Becker pointed to the numerous federal agencies involved in the regulation of the U.S. financial services industry, adding that the FSOC should coordinate the activities of those agencies.
“This duty includes facilitating information-sharing and coordination among the member agencies of domestic financial services policy development, rule-making, examinations, reporting requirements and enforcement actions,” Becker said. “Through this role, the FSOC is effectively charged with ameliorating weaknesses within the regulatory structure, promoting a safer and more stable system.”
The FSOC was established under the 2010 Dodd-Frank Act and is staffed by Geithner, as well as heads of the Federal Deposit Insurance Corp., Federal Reserve Board, Consumer Financial Protection Bureau and Office of the Comptroller of the Currency.

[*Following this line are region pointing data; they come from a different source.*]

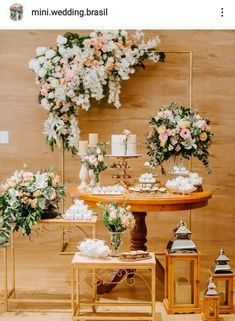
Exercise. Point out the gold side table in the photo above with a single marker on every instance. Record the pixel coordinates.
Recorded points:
(89, 309)
(10, 291)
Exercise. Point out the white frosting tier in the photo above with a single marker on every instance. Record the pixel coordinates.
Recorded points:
(119, 148)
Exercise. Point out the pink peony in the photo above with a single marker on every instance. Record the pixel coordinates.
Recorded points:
(27, 176)
(185, 133)
(53, 196)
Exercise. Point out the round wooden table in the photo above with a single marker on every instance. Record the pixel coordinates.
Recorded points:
(141, 203)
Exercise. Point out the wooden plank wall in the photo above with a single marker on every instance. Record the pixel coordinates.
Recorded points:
(213, 96)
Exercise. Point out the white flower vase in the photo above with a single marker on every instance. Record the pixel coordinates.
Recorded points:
(92, 178)
(116, 242)
(83, 177)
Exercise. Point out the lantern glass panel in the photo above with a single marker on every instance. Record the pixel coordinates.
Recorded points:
(184, 282)
(222, 288)
(212, 309)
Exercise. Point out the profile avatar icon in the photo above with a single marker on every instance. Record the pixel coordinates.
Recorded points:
(16, 11)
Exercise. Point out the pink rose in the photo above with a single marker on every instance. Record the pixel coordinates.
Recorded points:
(53, 196)
(27, 176)
(185, 133)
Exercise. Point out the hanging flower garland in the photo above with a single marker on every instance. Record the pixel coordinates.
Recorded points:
(80, 69)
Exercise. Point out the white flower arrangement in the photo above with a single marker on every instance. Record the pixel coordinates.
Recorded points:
(25, 197)
(80, 69)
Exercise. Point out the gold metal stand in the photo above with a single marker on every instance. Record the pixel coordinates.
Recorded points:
(9, 295)
(80, 307)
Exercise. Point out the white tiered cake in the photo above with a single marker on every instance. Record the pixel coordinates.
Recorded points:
(121, 147)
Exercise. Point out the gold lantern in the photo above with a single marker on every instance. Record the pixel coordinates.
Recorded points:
(211, 303)
(224, 278)
(181, 273)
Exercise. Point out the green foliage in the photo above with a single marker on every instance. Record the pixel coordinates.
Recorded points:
(24, 198)
(178, 131)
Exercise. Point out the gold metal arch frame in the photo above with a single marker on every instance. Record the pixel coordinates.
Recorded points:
(190, 84)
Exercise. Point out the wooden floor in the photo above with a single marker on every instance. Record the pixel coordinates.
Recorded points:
(40, 269)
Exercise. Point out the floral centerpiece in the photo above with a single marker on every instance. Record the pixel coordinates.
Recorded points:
(117, 219)
(82, 68)
(178, 131)
(94, 160)
(25, 198)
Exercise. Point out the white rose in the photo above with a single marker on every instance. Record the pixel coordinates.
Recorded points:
(60, 40)
(42, 72)
(53, 81)
(57, 68)
(71, 93)
(45, 103)
(42, 59)
(124, 33)
(50, 53)
(40, 51)
(56, 59)
(34, 65)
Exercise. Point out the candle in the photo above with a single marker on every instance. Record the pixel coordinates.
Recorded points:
(83, 147)
(93, 140)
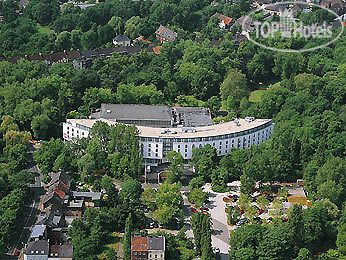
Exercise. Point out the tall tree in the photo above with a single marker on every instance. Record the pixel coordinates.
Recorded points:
(127, 238)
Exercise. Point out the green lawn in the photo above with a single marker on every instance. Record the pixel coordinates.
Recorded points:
(255, 96)
(44, 29)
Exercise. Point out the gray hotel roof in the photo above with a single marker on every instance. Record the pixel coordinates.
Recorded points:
(133, 112)
(180, 132)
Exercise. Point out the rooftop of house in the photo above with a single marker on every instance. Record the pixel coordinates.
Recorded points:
(39, 247)
(139, 243)
(134, 112)
(166, 33)
(193, 116)
(121, 38)
(296, 191)
(38, 231)
(156, 243)
(61, 251)
(76, 203)
(226, 19)
(90, 194)
(60, 176)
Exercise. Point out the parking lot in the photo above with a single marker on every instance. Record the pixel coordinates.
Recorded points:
(220, 233)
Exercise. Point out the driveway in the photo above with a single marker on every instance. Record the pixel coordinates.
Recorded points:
(220, 232)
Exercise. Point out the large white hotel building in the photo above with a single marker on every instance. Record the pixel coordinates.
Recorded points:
(162, 129)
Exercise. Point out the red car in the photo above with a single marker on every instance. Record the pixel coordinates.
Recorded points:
(193, 210)
(16, 252)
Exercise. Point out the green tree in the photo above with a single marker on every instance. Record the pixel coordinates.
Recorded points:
(127, 238)
(176, 167)
(234, 86)
(197, 196)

Becker said that the numerous rules issued by federal agencies are accompanied by a significant regulatory burden.
“As we have approached each agency regarding the ever-increasing regulatory burden, they quickly respond that the rules being issued by other agencies are outside of their purview,” Becker said. “NAFCU believes the FSOC is well-positioned to rectify this lack of coordination.”
Additionally, Becker said that the FSOC should establish a policy that requires member agencies to utilize cost-benefit analysis before issuing new rules, adding that those agencies should repeat the analyses one year after implementation and every two years thereafter.